PALERMO (SUR)REALE. Nel panorama della Mostra 2019 sono mancate le commedie divertenti: per farsi un sorriso, ad esempio, c’è voluto il docu-film di Franco Maresco “La mafia non è più quella di una volta” (premio speciale della giuria) che mostra una Palermo reale ma paradossale, dove per rispetto o per timore non si osa neanche nominare la Mafia, e dove il popolino se ne infischia della memoria di Falcone e Borsellino – i giudici assassinati dai Corleonesi – ormai diventati santini da onorare nelle parate ufficiali, e attrazioni di surreali sagre di quartiere.
BRIVIDI AL LAGO DI COMO. Risate no ma brividi sì. Tanti thriller, come il film di chiusura “Burnst Orange Heresy”, un giallo sul Lago di Como incentrato su un pittore-eremita e con finale a sorpresa. Oppure come “Saturday Fiction” del cinese Lou Ye con la bellissima Gong Li: una storia sentimental-spionistica nella Shanghai in guerra nel 1941. Un film di tensione è anche “Seberg”, con Kristen Stewart nei panni dell’attrice che negli anni 60 fu presa di mira dall’Fbi per i legami sentimentali e ideologici col capo delle “Pantere Nere” Hakim Jamal.

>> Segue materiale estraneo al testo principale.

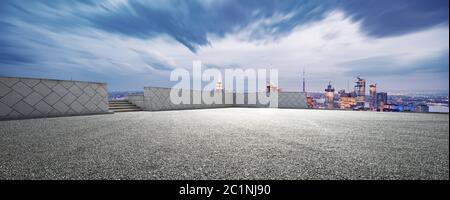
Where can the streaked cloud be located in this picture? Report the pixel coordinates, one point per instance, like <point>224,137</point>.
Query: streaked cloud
<point>143,41</point>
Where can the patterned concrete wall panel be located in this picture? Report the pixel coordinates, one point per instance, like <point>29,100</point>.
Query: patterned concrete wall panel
<point>159,99</point>
<point>30,97</point>
<point>136,99</point>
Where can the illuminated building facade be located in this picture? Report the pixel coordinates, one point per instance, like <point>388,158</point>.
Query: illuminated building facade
<point>219,86</point>
<point>360,90</point>
<point>381,100</point>
<point>346,100</point>
<point>329,97</point>
<point>373,97</point>
<point>270,87</point>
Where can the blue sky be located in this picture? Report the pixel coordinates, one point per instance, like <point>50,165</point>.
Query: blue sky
<point>398,44</point>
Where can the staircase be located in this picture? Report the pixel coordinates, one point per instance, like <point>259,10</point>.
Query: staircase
<point>122,106</point>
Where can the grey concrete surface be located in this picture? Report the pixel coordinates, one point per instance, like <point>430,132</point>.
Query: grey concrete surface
<point>229,143</point>
<point>33,97</point>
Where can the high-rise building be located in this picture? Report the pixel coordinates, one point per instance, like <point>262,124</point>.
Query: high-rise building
<point>304,89</point>
<point>329,96</point>
<point>381,100</point>
<point>373,97</point>
<point>422,108</point>
<point>219,86</point>
<point>346,100</point>
<point>271,87</point>
<point>360,90</point>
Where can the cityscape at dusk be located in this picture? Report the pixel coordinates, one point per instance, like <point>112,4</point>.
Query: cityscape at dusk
<point>226,99</point>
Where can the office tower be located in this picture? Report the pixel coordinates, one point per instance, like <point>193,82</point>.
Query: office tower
<point>346,100</point>
<point>329,96</point>
<point>219,86</point>
<point>360,90</point>
<point>304,90</point>
<point>381,100</point>
<point>373,97</point>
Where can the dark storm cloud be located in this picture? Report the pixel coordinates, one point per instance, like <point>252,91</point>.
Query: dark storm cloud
<point>382,66</point>
<point>190,22</point>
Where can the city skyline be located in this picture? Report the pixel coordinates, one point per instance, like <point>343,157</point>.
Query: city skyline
<point>131,44</point>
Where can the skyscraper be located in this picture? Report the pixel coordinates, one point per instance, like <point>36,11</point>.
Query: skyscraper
<point>329,96</point>
<point>381,100</point>
<point>304,90</point>
<point>360,90</point>
<point>373,97</point>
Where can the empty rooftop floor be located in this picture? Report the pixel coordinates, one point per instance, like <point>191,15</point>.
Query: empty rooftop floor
<point>230,143</point>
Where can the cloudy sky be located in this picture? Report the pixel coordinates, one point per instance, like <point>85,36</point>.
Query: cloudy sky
<point>398,44</point>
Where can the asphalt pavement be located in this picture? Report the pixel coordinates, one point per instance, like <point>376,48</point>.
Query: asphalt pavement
<point>229,143</point>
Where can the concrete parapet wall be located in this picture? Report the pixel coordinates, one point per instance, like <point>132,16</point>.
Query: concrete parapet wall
<point>155,98</point>
<point>159,99</point>
<point>32,97</point>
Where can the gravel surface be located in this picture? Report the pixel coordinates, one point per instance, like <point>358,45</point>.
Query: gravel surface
<point>230,143</point>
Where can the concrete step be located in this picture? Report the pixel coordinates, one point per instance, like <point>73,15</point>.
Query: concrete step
<point>127,110</point>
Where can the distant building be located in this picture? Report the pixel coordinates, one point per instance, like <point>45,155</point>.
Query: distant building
<point>346,100</point>
<point>360,90</point>
<point>381,100</point>
<point>270,87</point>
<point>219,86</point>
<point>373,97</point>
<point>422,108</point>
<point>310,102</point>
<point>329,96</point>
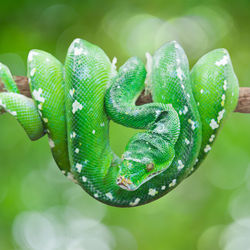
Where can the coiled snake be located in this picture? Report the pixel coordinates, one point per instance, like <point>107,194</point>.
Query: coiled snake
<point>74,102</point>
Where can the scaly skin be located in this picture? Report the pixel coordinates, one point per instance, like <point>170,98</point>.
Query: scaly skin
<point>74,103</point>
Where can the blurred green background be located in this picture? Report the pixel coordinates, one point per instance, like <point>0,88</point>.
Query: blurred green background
<point>41,209</point>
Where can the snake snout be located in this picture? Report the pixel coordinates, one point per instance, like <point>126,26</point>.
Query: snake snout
<point>125,183</point>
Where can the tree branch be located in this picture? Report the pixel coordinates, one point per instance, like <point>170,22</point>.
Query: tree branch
<point>242,107</point>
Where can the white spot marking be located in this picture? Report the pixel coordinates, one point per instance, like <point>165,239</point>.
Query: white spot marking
<point>211,138</point>
<point>225,85</point>
<point>84,179</point>
<point>172,183</point>
<point>207,148</point>
<point>152,191</point>
<point>51,143</point>
<point>37,95</point>
<point>185,110</point>
<point>213,124</point>
<point>78,167</point>
<point>179,73</point>
<point>109,195</point>
<point>220,116</point>
<point>78,51</point>
<point>76,106</point>
<point>192,124</point>
<point>32,72</point>
<point>180,165</point>
<point>134,203</point>
<point>71,92</point>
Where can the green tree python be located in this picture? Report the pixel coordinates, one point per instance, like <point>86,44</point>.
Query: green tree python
<point>73,104</point>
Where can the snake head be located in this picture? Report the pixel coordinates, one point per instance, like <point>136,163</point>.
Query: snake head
<point>133,173</point>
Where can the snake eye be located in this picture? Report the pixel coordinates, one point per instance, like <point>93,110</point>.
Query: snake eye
<point>150,166</point>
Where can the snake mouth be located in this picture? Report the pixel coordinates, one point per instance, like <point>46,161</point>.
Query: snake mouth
<point>125,183</point>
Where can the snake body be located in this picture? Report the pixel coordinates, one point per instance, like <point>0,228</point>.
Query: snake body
<point>73,103</point>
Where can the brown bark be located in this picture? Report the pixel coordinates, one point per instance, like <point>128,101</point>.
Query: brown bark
<point>242,107</point>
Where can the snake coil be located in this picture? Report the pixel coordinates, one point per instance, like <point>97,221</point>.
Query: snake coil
<point>73,103</point>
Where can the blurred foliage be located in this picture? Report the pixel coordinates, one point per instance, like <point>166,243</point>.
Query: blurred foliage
<point>40,209</point>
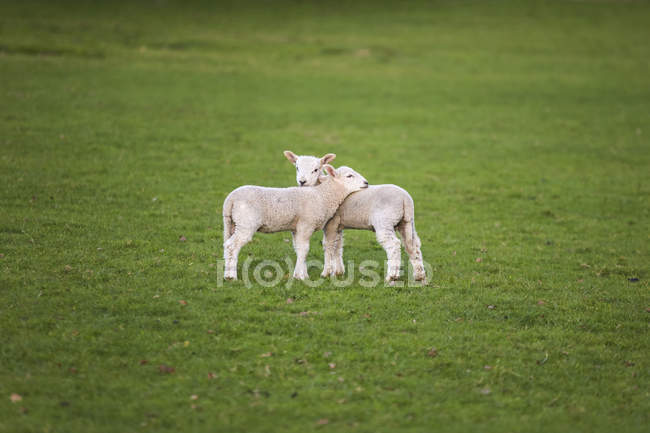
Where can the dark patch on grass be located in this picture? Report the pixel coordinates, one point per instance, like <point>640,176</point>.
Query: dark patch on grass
<point>33,50</point>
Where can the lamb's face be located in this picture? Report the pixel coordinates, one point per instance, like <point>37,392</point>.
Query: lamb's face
<point>308,168</point>
<point>352,180</point>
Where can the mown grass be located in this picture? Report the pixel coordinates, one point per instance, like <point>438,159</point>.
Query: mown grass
<point>520,129</point>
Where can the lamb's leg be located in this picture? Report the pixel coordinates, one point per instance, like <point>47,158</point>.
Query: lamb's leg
<point>339,266</point>
<point>231,249</point>
<point>387,238</point>
<point>301,242</point>
<point>412,244</point>
<point>329,238</point>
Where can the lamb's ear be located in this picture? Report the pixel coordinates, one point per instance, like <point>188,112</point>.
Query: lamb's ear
<point>292,157</point>
<point>327,158</point>
<point>330,170</point>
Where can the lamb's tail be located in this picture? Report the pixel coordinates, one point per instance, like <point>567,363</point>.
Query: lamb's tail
<point>228,226</point>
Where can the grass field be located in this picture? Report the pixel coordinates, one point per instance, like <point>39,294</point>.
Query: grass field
<point>521,129</point>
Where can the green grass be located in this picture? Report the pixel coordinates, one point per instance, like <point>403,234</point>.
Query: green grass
<point>519,128</point>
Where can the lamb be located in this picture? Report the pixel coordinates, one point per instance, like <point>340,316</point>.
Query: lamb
<point>380,208</point>
<point>249,209</point>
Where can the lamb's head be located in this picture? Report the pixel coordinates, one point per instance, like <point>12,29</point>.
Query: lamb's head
<point>308,168</point>
<point>350,179</point>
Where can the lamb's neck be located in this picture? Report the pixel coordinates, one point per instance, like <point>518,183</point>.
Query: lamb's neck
<point>333,192</point>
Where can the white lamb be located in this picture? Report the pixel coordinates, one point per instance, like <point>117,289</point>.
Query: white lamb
<point>249,209</point>
<point>380,208</point>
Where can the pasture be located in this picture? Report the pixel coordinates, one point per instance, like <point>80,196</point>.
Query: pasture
<point>520,128</point>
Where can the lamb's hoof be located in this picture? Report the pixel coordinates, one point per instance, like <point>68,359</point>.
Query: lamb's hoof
<point>390,279</point>
<point>420,278</point>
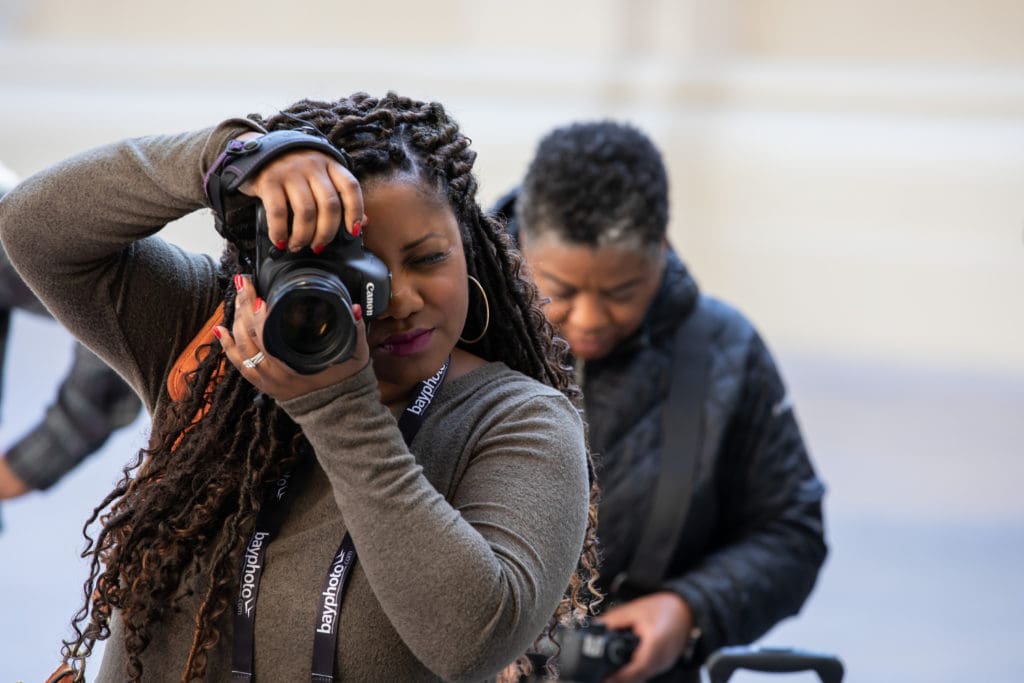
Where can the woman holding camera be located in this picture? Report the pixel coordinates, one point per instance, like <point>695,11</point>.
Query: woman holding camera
<point>444,456</point>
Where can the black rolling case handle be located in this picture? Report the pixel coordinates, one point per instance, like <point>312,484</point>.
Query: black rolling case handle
<point>725,662</point>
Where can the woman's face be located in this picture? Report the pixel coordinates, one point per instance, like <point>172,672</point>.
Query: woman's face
<point>416,233</point>
<point>598,295</point>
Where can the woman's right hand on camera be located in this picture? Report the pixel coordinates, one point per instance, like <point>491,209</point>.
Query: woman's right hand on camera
<point>317,189</point>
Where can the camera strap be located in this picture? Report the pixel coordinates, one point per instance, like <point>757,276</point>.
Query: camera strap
<point>268,522</point>
<point>244,160</point>
<point>682,439</point>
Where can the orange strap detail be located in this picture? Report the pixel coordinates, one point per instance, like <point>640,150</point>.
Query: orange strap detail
<point>177,379</point>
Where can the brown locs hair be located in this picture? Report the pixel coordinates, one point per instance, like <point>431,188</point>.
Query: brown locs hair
<point>177,522</point>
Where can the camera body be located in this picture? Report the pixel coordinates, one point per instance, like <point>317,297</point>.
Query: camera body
<point>309,324</point>
<point>591,653</point>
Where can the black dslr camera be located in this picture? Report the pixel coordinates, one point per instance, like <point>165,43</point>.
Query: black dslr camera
<point>309,323</point>
<point>592,653</point>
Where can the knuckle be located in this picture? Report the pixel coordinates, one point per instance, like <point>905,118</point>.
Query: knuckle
<point>332,203</point>
<point>278,211</point>
<point>306,211</point>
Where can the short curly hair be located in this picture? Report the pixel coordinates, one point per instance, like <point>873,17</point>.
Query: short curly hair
<point>596,183</point>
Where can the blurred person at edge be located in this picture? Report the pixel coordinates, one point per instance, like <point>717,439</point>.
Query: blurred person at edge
<point>92,400</point>
<point>591,218</point>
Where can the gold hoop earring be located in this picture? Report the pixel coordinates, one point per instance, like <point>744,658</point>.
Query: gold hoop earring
<point>486,313</point>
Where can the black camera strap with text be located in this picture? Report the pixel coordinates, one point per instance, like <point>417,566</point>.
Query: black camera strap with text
<point>268,522</point>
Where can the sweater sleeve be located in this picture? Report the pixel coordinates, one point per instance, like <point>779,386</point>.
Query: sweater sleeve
<point>469,582</point>
<point>81,235</point>
<point>773,536</point>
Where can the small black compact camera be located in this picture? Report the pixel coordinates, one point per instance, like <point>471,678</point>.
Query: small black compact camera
<point>592,653</point>
<point>309,323</point>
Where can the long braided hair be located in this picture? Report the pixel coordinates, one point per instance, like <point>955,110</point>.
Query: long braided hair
<point>175,525</point>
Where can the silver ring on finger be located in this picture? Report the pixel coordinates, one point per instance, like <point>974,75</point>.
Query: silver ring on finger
<point>255,360</point>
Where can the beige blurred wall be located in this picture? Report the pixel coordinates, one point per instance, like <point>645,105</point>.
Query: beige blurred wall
<point>849,173</point>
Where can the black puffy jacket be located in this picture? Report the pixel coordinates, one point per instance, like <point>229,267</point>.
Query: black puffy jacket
<point>753,543</point>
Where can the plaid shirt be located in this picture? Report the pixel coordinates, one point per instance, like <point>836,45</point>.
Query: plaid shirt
<point>91,402</point>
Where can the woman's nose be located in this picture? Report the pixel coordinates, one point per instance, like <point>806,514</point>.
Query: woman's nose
<point>406,298</point>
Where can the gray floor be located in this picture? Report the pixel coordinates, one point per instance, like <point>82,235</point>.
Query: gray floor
<point>926,524</point>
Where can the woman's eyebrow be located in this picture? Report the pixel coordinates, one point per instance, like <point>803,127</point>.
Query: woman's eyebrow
<point>417,243</point>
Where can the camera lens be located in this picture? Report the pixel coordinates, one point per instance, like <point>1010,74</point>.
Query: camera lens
<point>309,323</point>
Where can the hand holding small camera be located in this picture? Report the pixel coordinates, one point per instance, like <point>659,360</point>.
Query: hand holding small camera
<point>298,327</point>
<point>318,189</point>
<point>663,623</point>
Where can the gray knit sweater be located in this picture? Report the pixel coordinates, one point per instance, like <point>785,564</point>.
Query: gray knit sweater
<point>465,544</point>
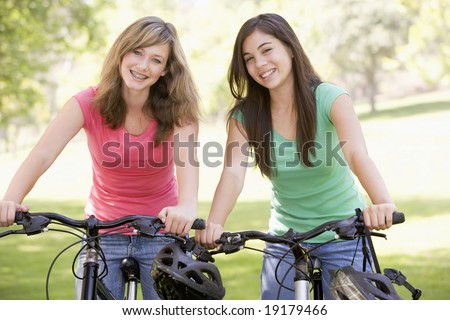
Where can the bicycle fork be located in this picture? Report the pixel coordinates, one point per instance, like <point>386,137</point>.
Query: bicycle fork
<point>304,267</point>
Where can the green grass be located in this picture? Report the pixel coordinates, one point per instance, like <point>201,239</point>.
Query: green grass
<point>408,138</point>
<point>26,260</point>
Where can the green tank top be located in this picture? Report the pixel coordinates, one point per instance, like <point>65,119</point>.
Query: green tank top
<point>305,197</point>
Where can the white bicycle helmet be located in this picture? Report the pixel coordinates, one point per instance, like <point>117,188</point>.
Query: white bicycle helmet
<point>349,284</point>
<point>179,277</point>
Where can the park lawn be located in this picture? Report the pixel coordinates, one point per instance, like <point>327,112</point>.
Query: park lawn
<point>408,140</point>
<point>26,260</point>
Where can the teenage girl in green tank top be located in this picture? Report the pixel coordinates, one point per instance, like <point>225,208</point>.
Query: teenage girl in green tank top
<point>305,136</point>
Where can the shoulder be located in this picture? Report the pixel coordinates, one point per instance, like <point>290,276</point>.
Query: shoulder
<point>85,96</point>
<point>85,100</point>
<point>237,113</point>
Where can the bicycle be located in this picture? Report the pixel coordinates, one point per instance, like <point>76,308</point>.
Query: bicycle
<point>92,288</point>
<point>308,278</point>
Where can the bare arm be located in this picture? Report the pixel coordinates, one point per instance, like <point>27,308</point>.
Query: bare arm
<point>229,187</point>
<point>179,219</point>
<point>60,131</point>
<point>379,215</point>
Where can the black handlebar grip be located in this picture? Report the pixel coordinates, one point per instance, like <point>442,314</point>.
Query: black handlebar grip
<point>199,224</point>
<point>398,217</point>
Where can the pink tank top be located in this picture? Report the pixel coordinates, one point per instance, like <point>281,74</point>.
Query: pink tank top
<point>130,175</point>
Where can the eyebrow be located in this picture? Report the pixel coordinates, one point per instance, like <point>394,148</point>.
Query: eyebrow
<point>261,45</point>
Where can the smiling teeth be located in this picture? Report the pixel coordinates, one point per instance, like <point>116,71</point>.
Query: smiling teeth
<point>268,73</point>
<point>138,75</point>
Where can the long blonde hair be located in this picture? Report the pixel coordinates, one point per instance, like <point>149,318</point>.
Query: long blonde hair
<point>173,99</point>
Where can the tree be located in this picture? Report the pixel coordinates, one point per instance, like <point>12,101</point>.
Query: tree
<point>363,35</point>
<point>33,36</point>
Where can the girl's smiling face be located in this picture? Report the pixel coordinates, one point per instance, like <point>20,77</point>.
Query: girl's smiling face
<point>268,61</point>
<point>141,68</point>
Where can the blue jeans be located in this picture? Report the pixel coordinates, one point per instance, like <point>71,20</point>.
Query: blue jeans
<point>117,247</point>
<point>333,255</point>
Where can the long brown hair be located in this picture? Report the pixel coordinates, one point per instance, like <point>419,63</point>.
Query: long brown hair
<point>173,99</point>
<point>253,100</point>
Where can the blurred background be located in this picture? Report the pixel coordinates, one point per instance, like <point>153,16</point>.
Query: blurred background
<point>393,56</point>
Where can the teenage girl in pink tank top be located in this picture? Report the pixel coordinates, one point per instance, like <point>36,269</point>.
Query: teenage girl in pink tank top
<point>140,121</point>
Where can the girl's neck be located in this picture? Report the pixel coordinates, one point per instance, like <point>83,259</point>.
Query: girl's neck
<point>135,101</point>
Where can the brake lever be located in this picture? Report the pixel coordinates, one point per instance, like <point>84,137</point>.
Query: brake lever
<point>33,224</point>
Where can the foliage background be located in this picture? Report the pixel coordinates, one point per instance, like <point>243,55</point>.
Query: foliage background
<point>392,55</point>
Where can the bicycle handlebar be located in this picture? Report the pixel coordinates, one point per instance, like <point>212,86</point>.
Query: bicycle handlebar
<point>346,229</point>
<point>34,223</point>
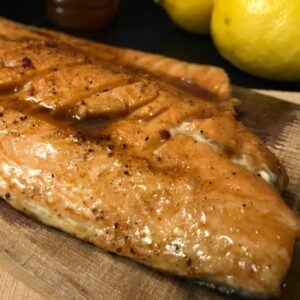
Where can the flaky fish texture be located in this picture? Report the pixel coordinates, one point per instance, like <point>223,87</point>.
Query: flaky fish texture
<point>142,156</point>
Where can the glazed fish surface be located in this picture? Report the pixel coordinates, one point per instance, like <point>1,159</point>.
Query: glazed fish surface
<point>107,144</point>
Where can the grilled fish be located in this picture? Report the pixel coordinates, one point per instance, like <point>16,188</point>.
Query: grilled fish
<point>116,151</point>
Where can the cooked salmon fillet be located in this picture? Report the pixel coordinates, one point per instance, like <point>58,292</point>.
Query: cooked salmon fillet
<point>108,145</point>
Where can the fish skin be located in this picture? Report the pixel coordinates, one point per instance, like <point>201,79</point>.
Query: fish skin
<point>129,185</point>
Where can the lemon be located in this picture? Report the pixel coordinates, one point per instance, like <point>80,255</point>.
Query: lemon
<point>191,15</point>
<point>261,37</point>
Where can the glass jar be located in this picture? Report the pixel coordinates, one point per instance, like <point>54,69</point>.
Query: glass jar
<point>81,14</point>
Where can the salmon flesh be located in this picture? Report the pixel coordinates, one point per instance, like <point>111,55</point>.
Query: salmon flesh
<point>142,156</point>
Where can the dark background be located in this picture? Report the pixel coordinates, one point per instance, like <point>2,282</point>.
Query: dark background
<point>143,25</point>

Chiudiamo citando un film che speriamo di rivedere almeno su Rai5, la rete dedicata alla cultura: “The Perfect Candidate” della regista saudita Haifaa al-Mansour (quella de “La bicicletta verde”). Una dottoressa saudita appartenente ad una famiglia benestante e di larghe vedute si candida alle elezioni comunali e si scontra così col paternalismo e maschilismo della società araba ultraconservatrice.